Weeding for a well rounded life
Local community project builds links with dysphasic youth by working in the garden
The coordinators of Dysphasie Estrie’s annual summer camp are hoping that a partnership with Lennoxville’s Tierra del Fuego community will sow the seeds of success for the young people under their care.
“It was an idea that blossomed one Sunday afternoon in the garden,” Noémie Poliquin-côté, Camp coordinator with Dysphasie Estrie, a local organization working with children who have impairments in their ability to produce and understand spoken language. “Often in school dysphasic children are set aside in projects because they need to work at a different pace,” Poliquincôté said. “We wanted to provide them with an opportunity to be at the head of the work.”
The camp coordinator explained that she first heard about the community garden behind the house at 19 Church Street in Lennoxville through a friend and started coming to work in the space on a fairly regular basis because she enjoyed the community atmosphere. The idea of bringing the Dysphasie Estrie campers to the garden came later, inspired by the hands-on nature of the work
“This environment is well suited to (the campers),” Poliquin-côté said. “Here they don’t feel different, they are understood. That makes a difference.”
Poliquin-côté called the camp a kind of “life school,” that puts the needs of its campers first and helps them focus on their strengths. Although Dysphasia is
primarily a language disorder, the coordinator said that the summer camp focuses activities on building confidence through concrete learning activities that are not language-specific.
“Here they made their own iced tea, they harvested things, they have organized things; these are real skills and I think it has really done something good for their confidence,” she said “We didn’t come very often, but each time they came back with pride and stories of the things they had done.”
Martin Bessette, one of the six people living as a part of the Tierra del Fuego community, explained that the partnership with Dysphasie Estrie is very much in keeping with the spirit of the space.
“Our project revolves a lot around growing our own food, learning to do things yourself, and building and sharing knowledge,” Bessette said adding that the focus of Tierra del Fuego is on building links within the community through knowledge exchange. “It is a house that is open for people to come see how we live,” he continued, explaining that the space is an intentional community where residents share food, costs, and household tasks with the overall goal of creating a better quality of life for all.

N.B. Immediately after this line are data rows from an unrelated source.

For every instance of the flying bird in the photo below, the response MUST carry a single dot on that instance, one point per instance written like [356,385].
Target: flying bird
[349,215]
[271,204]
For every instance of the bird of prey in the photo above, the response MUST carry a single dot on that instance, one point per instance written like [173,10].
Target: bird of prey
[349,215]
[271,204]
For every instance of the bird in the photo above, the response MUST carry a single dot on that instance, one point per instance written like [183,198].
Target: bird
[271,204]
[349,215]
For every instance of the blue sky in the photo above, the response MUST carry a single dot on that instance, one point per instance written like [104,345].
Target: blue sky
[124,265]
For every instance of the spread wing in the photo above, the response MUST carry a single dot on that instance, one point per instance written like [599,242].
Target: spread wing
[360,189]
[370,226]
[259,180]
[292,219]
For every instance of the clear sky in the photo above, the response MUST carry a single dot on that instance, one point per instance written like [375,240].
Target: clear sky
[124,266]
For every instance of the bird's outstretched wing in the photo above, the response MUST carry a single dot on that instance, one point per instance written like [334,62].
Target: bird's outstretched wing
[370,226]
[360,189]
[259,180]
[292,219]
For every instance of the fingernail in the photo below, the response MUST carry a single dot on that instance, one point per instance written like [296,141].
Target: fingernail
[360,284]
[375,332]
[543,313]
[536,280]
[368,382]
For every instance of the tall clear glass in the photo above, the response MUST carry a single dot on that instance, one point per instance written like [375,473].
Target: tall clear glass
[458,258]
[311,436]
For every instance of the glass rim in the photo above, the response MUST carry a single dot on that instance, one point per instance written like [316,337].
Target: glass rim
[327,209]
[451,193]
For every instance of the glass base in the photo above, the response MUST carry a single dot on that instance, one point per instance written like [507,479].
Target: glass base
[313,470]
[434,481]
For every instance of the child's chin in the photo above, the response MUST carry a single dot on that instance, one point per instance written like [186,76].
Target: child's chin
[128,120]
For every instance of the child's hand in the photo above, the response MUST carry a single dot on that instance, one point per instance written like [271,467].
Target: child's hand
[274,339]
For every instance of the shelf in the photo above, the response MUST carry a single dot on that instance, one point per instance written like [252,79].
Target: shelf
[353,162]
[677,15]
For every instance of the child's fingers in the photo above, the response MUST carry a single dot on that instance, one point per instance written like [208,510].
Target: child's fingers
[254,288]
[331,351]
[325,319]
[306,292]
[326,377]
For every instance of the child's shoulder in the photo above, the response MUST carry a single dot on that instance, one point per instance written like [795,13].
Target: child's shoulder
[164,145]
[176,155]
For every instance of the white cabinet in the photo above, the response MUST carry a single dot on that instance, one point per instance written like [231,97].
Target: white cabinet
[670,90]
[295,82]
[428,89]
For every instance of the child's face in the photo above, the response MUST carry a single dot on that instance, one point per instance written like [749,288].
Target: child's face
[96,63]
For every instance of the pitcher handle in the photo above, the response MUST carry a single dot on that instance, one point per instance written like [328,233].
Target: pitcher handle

The community member noted that this summer mark’s Tierra del Fuego’s tenth year in existence, and he said that in that time a large number of people and groups have come to engage with and participate in a number of open workshops and activities in the house.
“Throughout the year we do a lot of activities around making things: bread, soap, kombucha,” Bessette said. “our activities are open to everyone.”
This past Thursday, the campers split up into three groups that were responsible for harvesting broccoli squash and raspberries, cleaning chicken coops, and separating worms out of compost bins. That model of hands-on activities based around choice has been at the heart of each workshop that the group took part in this summer
“There were always multiple choices,” Poliquin-côté said, explaining that providing options is an essential part of how the activity builds self-confidence.
“They can be themselves,” Bessette added, saying that he too has seen progress even in just a few short visits. “This is what life in community brings out in us,” he said. “You have no choice but to be open to difference to live in community.”
The Dysphasie Estrie summer camp operates in French for seven weeks and is open to children three to 18 years of age. The partnership with Tierra del Fuego was a project with the camp’s older participants this summer and is likely to return, given the opportunity, next year.
“Honestly, I am a teacher and I would love to do it with my students this year,” Poliquin-côté said.